BACKGROUND: This study aimed to establish a suitable in vitro system for investigating effects of respiratory pathogens and toxins on lung tissue bioenergetics (cellular respiration and ATP content) and caspase activity. Wistar rats and C57Bl/6 mice were anesthetized by sevoflurane inhalation. Lung fragments were then collected and incubated at 37°C in a continuously gassed (with 95% O2:5% CO2) Minimal Essential Medium (MEM) or Krebs-Henseleit buffer. Phosphorescence O2 analyzer that measured dissolved O2 concentration as a function of time was used to monitor the rate of cellular mitochondrial O2 consumption. Cellular ATP content was measured using the luciferin/luciferase system. The caspase-3 substrate N-acetyl-asp-glu-val-asp-7-amino-4-methylcoumarin (Ac-DEVD-AMC) was used to monitor intracellular caspase activity; cleaved AMC moieties (reflecting caspase activity) were separated on HPLC and detected by fluorescence. Lung histology and immunostaining with anti-cleaved caspase-3 antibody were also performed. RESULTS: For Wistar rats, the values of kc and ATP for 0 < t ≤ 7 h (mean ± SD) were 0.15 ± 0.02 µM O2 min-1 mg-1 (n = 18, coefficient of variation, Cv = 13%) and 131 ± 69 pmol mg-1 (n = 16, Cv = 53%), respectively. The AMC peak areas remained relatively small despite a ~5-fold rise over 6 h. Good tissue preservation was evident despite time-dependent increases in apoptotic cells.
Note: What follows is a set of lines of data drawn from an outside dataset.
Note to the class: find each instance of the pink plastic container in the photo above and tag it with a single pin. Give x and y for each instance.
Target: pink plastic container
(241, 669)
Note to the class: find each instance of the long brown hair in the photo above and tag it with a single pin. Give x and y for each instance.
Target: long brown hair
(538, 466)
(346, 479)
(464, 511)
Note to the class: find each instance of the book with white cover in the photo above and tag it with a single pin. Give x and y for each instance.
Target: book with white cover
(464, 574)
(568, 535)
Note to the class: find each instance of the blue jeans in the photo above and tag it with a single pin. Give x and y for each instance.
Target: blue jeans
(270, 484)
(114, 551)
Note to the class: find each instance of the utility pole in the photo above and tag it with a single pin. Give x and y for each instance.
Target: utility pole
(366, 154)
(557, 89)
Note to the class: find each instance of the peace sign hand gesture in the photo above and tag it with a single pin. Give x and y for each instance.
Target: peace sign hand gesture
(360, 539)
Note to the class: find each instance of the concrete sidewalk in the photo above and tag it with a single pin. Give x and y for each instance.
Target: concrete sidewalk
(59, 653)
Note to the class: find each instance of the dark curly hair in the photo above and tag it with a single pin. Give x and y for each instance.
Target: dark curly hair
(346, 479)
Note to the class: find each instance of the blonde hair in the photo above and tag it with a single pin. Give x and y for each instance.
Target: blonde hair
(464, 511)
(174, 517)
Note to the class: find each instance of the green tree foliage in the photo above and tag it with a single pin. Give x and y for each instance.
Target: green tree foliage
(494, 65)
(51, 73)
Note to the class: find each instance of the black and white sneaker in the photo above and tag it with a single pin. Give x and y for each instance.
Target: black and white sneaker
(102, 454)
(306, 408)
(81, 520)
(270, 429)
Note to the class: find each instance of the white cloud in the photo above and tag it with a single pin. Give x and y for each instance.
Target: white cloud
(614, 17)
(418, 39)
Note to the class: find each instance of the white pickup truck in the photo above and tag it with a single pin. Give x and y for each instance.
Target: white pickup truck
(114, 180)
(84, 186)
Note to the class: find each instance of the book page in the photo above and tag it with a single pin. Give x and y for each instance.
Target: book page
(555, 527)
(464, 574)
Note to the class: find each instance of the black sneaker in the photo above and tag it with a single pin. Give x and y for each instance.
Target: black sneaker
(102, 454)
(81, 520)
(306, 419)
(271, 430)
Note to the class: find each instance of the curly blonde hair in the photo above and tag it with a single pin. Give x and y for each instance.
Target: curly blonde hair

Lung tissue bioenergetics, caspase activity and structure were deleterious in unoxygenated or intermittently oxygenated solutions. Incubating lung tissue in O2 depleted MEM for 30 min or anesthesia by urethane had no effect on lung bioenergetics, but produced higher caspase activity. CONCLUSIONS: Lung tissue bioenergetics and structure could be maintained in vitro in oxygenated buffer for several hours and, thus, used as biomarkers for investigating respiratory pathogens or toxins.